A recent survey of published articles in one high-impact journal over the last decade found that 40% of published papers that questioned the effectiveness of a treatment already in use resulted in medical reversal. The authors suggest that this is too high, and therefore we need to become more conservative before adopting new practices. This does not mean, incidentally, that 40% of medical practice is wrong. The published studies would tend to focus on questionable treatments (that’s why they are being studied), rather than more solid and established practices. Further, physicians will tend to use more established treatments preferentially over less well-established ones. In any case, the study is interesting and does suggest we may need to be more conservative, if anything, or at least reexamine the thresholds of evidence necessary to recommend a treatment (in line with what skeptics and science-based medicine advocates have been saying for years).

I always marvel at the irony, however, of the constant push within mainstream medicine to be more evidence-based, more science-based, and more scientifically rigorous and conservative, while at the same time proponents of so-called alternative medicine are pushing for decreasing scientific rigor, for loosening the standards of evidence, and weakening or even eliminating the science-based standard of care.

In addition to eroding scientific standards, they rush to institutionalize their ideas and treatments before any compelling validation, and they know nothing about medical reversals. My ongoing challenge to proponents is to name one alternative medicine modality that was condemned and abandoned following scientific evidence for lack of efficacy. I’ve been doing this for a long time, and I can’t think of one. (Sometimes the branding and marketing changes, but not the treatment itself.)

In the last two decades the institutionalization of unscientific medical methods and even entire systems has accelerated, fueled by profits and slick marketing. One distressing example of this institutional support recently came to my attention – the American Board of Physician Specialties now has certification in “Integrative Medicine.”. They list the topics for the certification exam, which includes things like energy medicine, homeopathy, shamanism, craniosacral therapy, and elimination diets.

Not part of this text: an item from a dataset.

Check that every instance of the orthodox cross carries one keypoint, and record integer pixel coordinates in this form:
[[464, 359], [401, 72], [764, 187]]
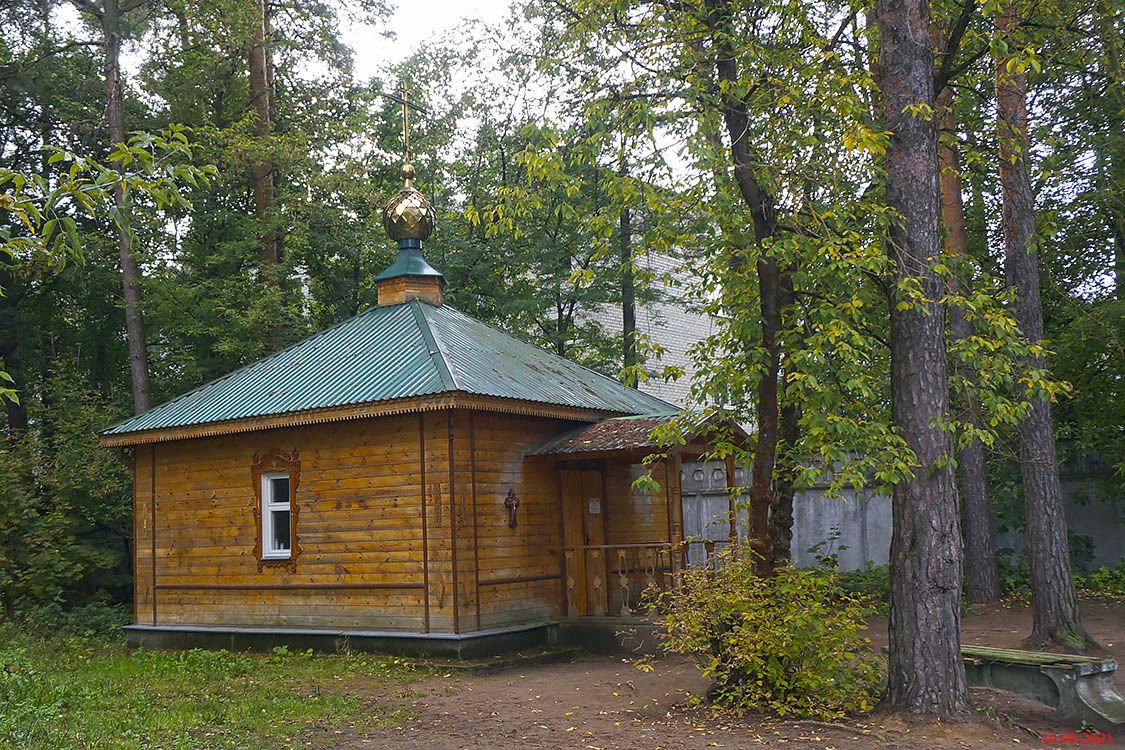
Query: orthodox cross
[[403, 99]]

These trappings of legitimacy matter, because they blur the lines between science-based medicine and medical nonsense. It seems undeniable that purveyors of worthless treatments will exploit people because the ABPS has essentially given their stamp of approval to pseudoscience.

Conclusion

There are those within the culture of medicine who are correctly pointing out that medical treatments need to be rigorously science-based, otherwise we risk violating our prime directive – first do no harm. The profession of medicine also has a contract with society, and that contract includes the promise of due diligence.

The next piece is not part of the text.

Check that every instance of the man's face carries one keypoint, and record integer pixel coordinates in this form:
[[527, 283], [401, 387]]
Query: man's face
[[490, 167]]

Applied science is hard, and we have learned a great deal about the many pitfalls of gathering and evaluating scientific evidence for a system as variable and complex as the human body. The funding, design, execution, peer-review, publication, evaluation, and application of scientific studies have to be examined carefully to root out error and systematic bias. The fruits of this evidence needs to be communicated to practitioners, and errors need to be corrected quickly.

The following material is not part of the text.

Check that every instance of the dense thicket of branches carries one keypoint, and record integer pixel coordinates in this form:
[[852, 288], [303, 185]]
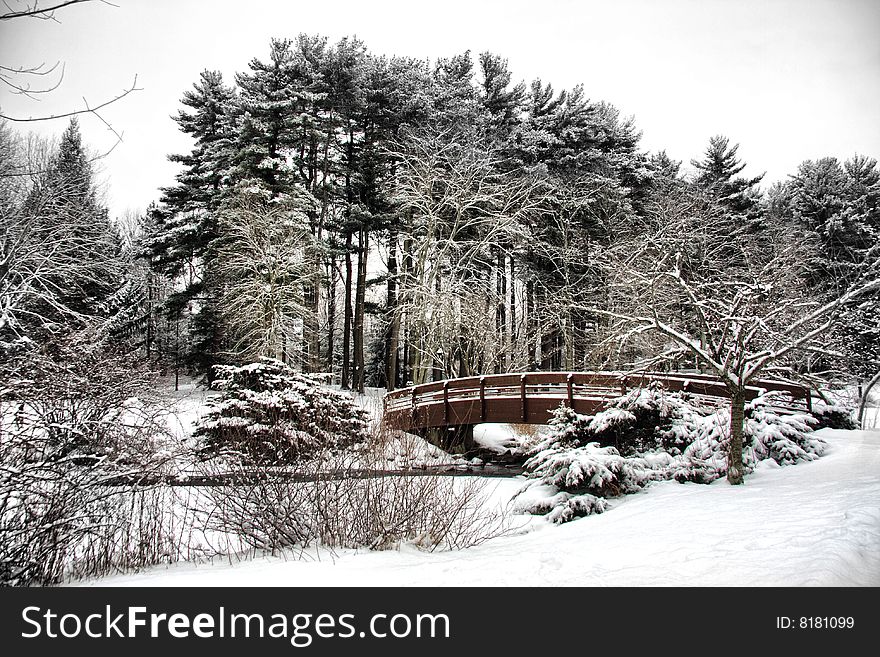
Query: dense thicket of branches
[[437, 220], [391, 220]]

The culture of alternative medicine violates all of these principles. They advocate for looser standards of evidence, for an anything-goes style of practice, and perpetuating error without limit or any mechanism of self-correction. They call this philosophy “alternative, ” “integrative,” “complementary,” “holistic,” and “patient-centered,” and promote it with calls for “health care freedom.” In reality it is simple pseudoscience and nonsense that exploits patients for profit and wishes to be unshackled by any regulations that would hold them to standards of evidence – because they cannot meet those standards of evidence. If they could they would be practicing medicine, and would not need any special exemptions or labels.

 

Steven Novella, M.D. is the JREF's Senior Fellow and Director of the JREF’s Science-Based Medicine project.